Karl’s point about Goldfarb being a communications guy and not a policy advisor is well-taken. My point wasn’t that Goldfarb would be a huge influence on McCain. My point was that we can tell a lot about what policies a candidate is going to embrace by what staff he hires. Presumably, a candidate who’s emphasizing foreign policy as much as McCain wouldn’t hire someone for that senior a position if he had strong objections to Goldfarb’s own views on foreign policy–and presumably, if that were the case, Goldfarb wouldn’t accept the job. In other words, the hiring of Goldfarb gives us some insight into McCain’s views on executive power. If you’re a presidentialist, you’re probably happy with the hire. If you’re skeptical of presidential power, as I am, the hire doesn’t bode well.
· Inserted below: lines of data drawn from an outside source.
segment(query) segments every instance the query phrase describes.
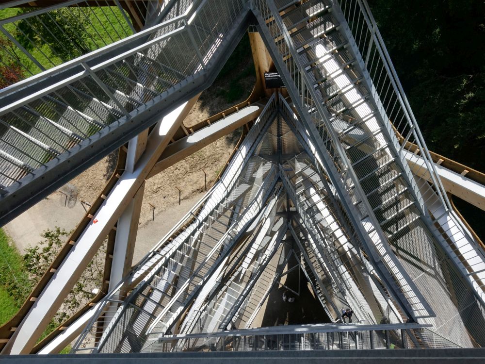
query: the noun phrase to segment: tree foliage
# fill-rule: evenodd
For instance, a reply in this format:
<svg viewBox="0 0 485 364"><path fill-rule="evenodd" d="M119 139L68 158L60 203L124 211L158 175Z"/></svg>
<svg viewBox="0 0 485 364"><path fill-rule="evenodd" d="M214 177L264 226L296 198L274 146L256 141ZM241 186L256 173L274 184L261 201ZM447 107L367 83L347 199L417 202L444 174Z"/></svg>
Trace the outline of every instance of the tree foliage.
<svg viewBox="0 0 485 364"><path fill-rule="evenodd" d="M22 80L24 73L13 44L0 36L0 88Z"/></svg>
<svg viewBox="0 0 485 364"><path fill-rule="evenodd" d="M485 2L369 2L429 149L485 170Z"/></svg>
<svg viewBox="0 0 485 364"><path fill-rule="evenodd" d="M28 50L47 44L63 62L85 54L91 50L87 42L89 19L83 12L61 8L22 20L17 38Z"/></svg>

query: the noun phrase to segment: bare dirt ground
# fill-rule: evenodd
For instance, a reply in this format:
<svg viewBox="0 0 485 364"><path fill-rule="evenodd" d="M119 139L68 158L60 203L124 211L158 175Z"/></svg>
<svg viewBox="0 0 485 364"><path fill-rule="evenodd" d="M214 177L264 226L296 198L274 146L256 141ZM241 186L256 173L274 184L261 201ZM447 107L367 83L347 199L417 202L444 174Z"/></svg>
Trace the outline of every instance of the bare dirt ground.
<svg viewBox="0 0 485 364"><path fill-rule="evenodd" d="M235 63L233 61L230 72L202 93L184 125L190 127L244 101L252 90L256 77L251 73L242 78L240 73L244 70L247 72L251 62L250 51L237 58ZM235 95L239 97L235 98ZM221 138L146 181L133 263L145 255L202 197L203 169L207 174L207 189L212 186L241 132L236 130ZM117 155L115 151L69 182L79 189L78 201L72 208L64 207L61 195L56 192L4 227L21 253L29 244L38 244L41 233L47 229L59 226L68 231L76 227L87 208L86 205L83 208L81 201L90 204L97 197L114 170ZM179 205L177 187L181 190ZM155 206L154 217L149 204Z"/></svg>

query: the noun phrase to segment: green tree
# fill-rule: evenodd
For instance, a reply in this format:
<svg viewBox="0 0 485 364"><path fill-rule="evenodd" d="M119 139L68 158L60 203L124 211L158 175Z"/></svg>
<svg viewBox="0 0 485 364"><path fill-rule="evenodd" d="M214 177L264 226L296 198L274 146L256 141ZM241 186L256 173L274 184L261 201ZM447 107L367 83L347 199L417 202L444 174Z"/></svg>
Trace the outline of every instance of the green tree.
<svg viewBox="0 0 485 364"><path fill-rule="evenodd" d="M84 11L62 8L23 19L18 25L17 38L27 50L47 43L63 62L85 54L91 50L87 41L89 20Z"/></svg>
<svg viewBox="0 0 485 364"><path fill-rule="evenodd" d="M0 88L15 83L25 78L25 72L13 44L0 36Z"/></svg>
<svg viewBox="0 0 485 364"><path fill-rule="evenodd" d="M485 2L369 2L429 149L485 170Z"/></svg>

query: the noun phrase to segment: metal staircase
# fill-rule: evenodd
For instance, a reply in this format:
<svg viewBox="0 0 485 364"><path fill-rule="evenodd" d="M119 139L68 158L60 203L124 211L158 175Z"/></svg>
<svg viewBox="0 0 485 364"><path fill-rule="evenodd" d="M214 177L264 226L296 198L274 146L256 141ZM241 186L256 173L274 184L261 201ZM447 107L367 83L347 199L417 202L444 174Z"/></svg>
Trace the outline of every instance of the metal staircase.
<svg viewBox="0 0 485 364"><path fill-rule="evenodd" d="M352 11L346 7L342 10L336 1L287 1L286 7L282 2L254 1L253 5L259 31L317 160L354 220L352 225L361 241L367 245L367 256L373 255L374 262L386 266L380 269L381 273L388 272L385 274L389 279L385 285L391 287L391 280L394 280L399 288L392 295L409 304L408 314L415 318L430 317L436 310L438 316L442 314L439 311L447 315L444 312L448 309L443 311L442 306L435 304L430 307L423 299L420 292L436 283L419 279L420 269L415 265L411 268L407 260L415 248L411 248L413 242L424 244L437 258L442 249L450 250L449 242L436 229L434 212L437 209L433 204L444 204L439 216L451 216L446 197L439 179L435 178L433 164L428 162L429 153L399 82L383 53L381 40L375 35L376 27L365 16L361 19L359 14L358 19L350 21L342 13L351 17L352 12L366 12L367 5L359 1L354 4L343 2ZM364 33L362 39L360 33ZM372 51L368 52L367 47ZM366 51L361 53L363 49ZM398 142L401 135L406 135L406 142L412 140L420 146L433 187L418 185L418 179L403 154L406 142ZM458 222L450 220L460 230ZM462 243L467 240L466 235L461 235ZM478 261L483 262L483 252L469 236L468 240L465 245ZM376 256L376 250L380 258ZM453 269L464 272L460 255L453 255ZM430 258L421 255L416 262L418 265L419 259L423 262ZM462 277L476 299L481 301L480 289L467 278L468 274Z"/></svg>
<svg viewBox="0 0 485 364"><path fill-rule="evenodd" d="M211 83L248 1L178 2L159 23L0 90L0 223Z"/></svg>
<svg viewBox="0 0 485 364"><path fill-rule="evenodd" d="M484 252L365 0L146 10L138 33L0 90L0 223L208 87L251 11L289 97L269 99L220 180L93 309L74 352L485 345ZM360 328L244 331L291 257L330 319L351 307Z"/></svg>

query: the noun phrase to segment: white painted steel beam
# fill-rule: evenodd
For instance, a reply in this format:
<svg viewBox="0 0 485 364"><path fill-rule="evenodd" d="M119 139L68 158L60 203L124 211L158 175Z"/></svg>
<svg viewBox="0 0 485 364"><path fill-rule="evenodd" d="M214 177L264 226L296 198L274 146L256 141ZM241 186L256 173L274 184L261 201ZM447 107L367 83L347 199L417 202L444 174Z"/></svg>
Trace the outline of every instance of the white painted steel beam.
<svg viewBox="0 0 485 364"><path fill-rule="evenodd" d="M184 102L157 124L148 138L146 151L133 171L127 171L121 176L91 222L37 298L5 345L2 354L30 352L191 107L190 101Z"/></svg>

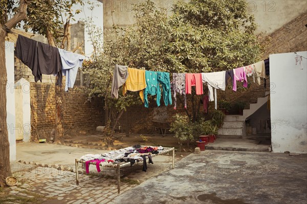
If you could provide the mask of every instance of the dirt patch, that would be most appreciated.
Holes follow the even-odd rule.
[[[119,149],[127,146],[140,144],[145,146],[162,146],[167,147],[175,147],[176,156],[185,157],[194,151],[196,145],[192,144],[188,147],[186,145],[181,146],[181,151],[178,141],[173,136],[167,135],[143,135],[133,134],[126,136],[125,134],[116,134],[115,137],[120,139],[114,141],[114,146],[109,150]],[[71,146],[81,147],[99,148],[108,150],[107,145],[102,139],[101,135],[75,135],[71,138],[65,139],[67,144],[71,144]]]
[[[216,193],[213,193],[211,194],[201,194],[198,196],[199,200],[205,201],[206,200],[211,200],[213,203],[216,204],[248,204],[245,202],[242,199],[222,199],[221,198],[216,196]]]

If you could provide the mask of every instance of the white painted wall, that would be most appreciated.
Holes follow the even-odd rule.
[[[307,52],[298,52],[307,58]],[[294,53],[270,55],[272,146],[274,152],[307,153],[307,60]]]
[[[15,122],[15,94],[14,87],[14,43],[5,42],[5,60],[8,75],[6,87],[7,95],[7,123],[10,142],[10,160],[16,160],[16,137],[14,129]]]

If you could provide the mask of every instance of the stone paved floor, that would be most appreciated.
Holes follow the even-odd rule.
[[[109,176],[79,174],[80,182],[77,186],[75,173],[42,167],[36,167],[28,171],[31,165],[22,164],[13,164],[15,170],[16,165],[21,167],[21,170],[13,175],[18,181],[21,181],[22,184],[8,188],[11,195],[28,198],[36,196],[40,197],[42,203],[48,204],[112,204],[112,200],[118,195],[116,181]],[[25,170],[26,171],[21,171]],[[121,192],[136,185],[121,182]]]

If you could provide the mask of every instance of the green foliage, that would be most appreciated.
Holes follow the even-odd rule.
[[[175,120],[170,124],[170,131],[180,142],[189,142],[194,140],[193,124],[186,115],[177,114],[173,116]]]
[[[115,64],[166,70],[161,57],[164,55],[163,42],[167,36],[163,28],[167,20],[166,12],[158,11],[150,1],[136,6],[134,9],[136,23],[125,29],[114,26],[113,32],[108,35],[93,23],[91,18],[85,21],[94,52],[93,60],[83,63],[82,71],[87,76],[90,96],[103,98],[106,108],[112,113],[107,117],[113,121],[120,115],[121,110],[142,104],[138,92],[129,92],[124,96],[121,89],[118,99],[111,97]],[[104,42],[101,38],[103,35],[107,39]]]
[[[218,105],[219,109],[225,109],[226,111],[229,111],[231,108],[231,104],[230,103],[224,99],[220,100],[218,101],[217,104]]]
[[[14,5],[15,1],[13,0],[8,0],[0,1],[0,23],[5,24],[12,12],[15,11],[18,5]]]
[[[90,95],[103,98],[106,108],[113,113],[107,116],[115,116],[112,119],[116,121],[121,110],[141,104],[138,93],[123,96],[120,90],[118,99],[111,97],[116,64],[154,71],[199,73],[254,63],[259,59],[262,47],[253,34],[256,26],[247,8],[245,0],[179,1],[168,17],[164,10],[148,1],[134,7],[135,24],[125,28],[114,25],[111,34],[104,34],[104,42],[101,29],[87,19],[94,47],[93,60],[83,70]],[[194,118],[199,109],[198,103],[192,106]],[[223,119],[215,118],[212,122],[220,126]],[[184,140],[192,138],[189,130],[178,133]]]
[[[209,135],[217,134],[217,125],[213,120],[205,120],[203,118],[199,122],[194,123],[194,136],[197,137],[201,135]]]
[[[198,73],[235,68],[259,59],[261,47],[245,0],[191,0],[174,6],[166,48],[171,70]]]
[[[32,0],[28,3],[27,16],[24,29],[26,32],[31,30],[34,33],[46,36],[48,30],[56,42],[59,43],[63,36],[64,17],[73,19],[74,13],[79,13],[80,10],[73,11],[73,6],[83,5],[82,0]],[[20,24],[19,25],[20,26]]]

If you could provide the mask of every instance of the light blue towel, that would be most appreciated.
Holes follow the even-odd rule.
[[[74,87],[78,69],[82,67],[82,64],[85,57],[64,49],[58,49],[62,62],[62,72],[63,75],[66,76],[65,91],[68,91],[69,88]]]

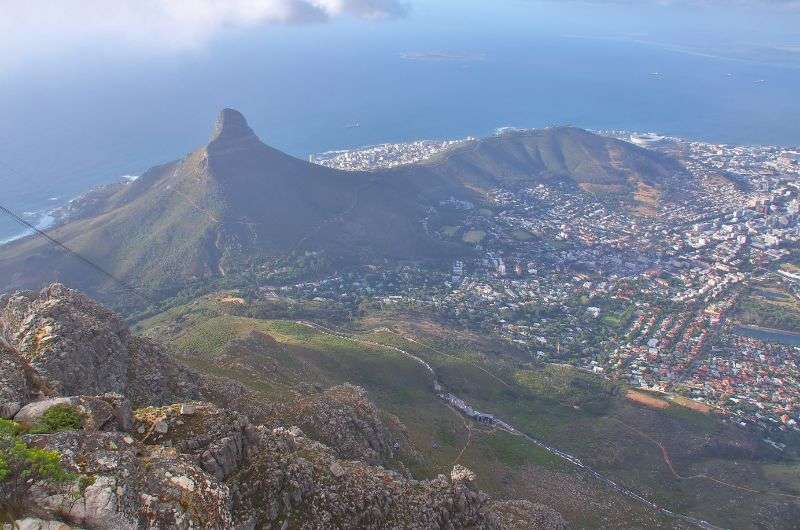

NOTE: I originally attributed the Protein Wisdom post to Jeff Golstein, that site’s proprietor. It was actually written by a co-blogger who goes by “Karl.”
NOTE II: Via the comments (and email), I should clarify: There’s some confusion about what “unitary executive theory” actually means. In general it means the president should be in charge of the executive, and no one else. How that plays out in actual policy depends on who’s using the term, and what they’re advocating for. Unitary executive theory has been used to argue that a president should be free to dismiss cabinet heads at will (a good thing), to argue against the appointment of independent counsels (I’m undecided, here), and to argue that Congress has no power to end wars, or prevent the president from pulling out of treaties, using signing statements to express your intent to ignore laws passed by Congress, and so on (all bad ideas). There’s nothing wrong with unitary executive theory if the executive you’re arguing the president should have complete control of is limited to its proper scope. The problem is that the biggest proponents of unitary executive theory also believe in an expansive executive with powers the president was never intended to have.
So when I wrote in the post that Hamilton was opposed to a unitary executive, that’s not quite right. He’d have supported the idea that the president and only the president be in charge of administering the executive branch. He’d have opposed giving the president the powers many people today who cite Hamilton are saying Hamilton intended the president to have.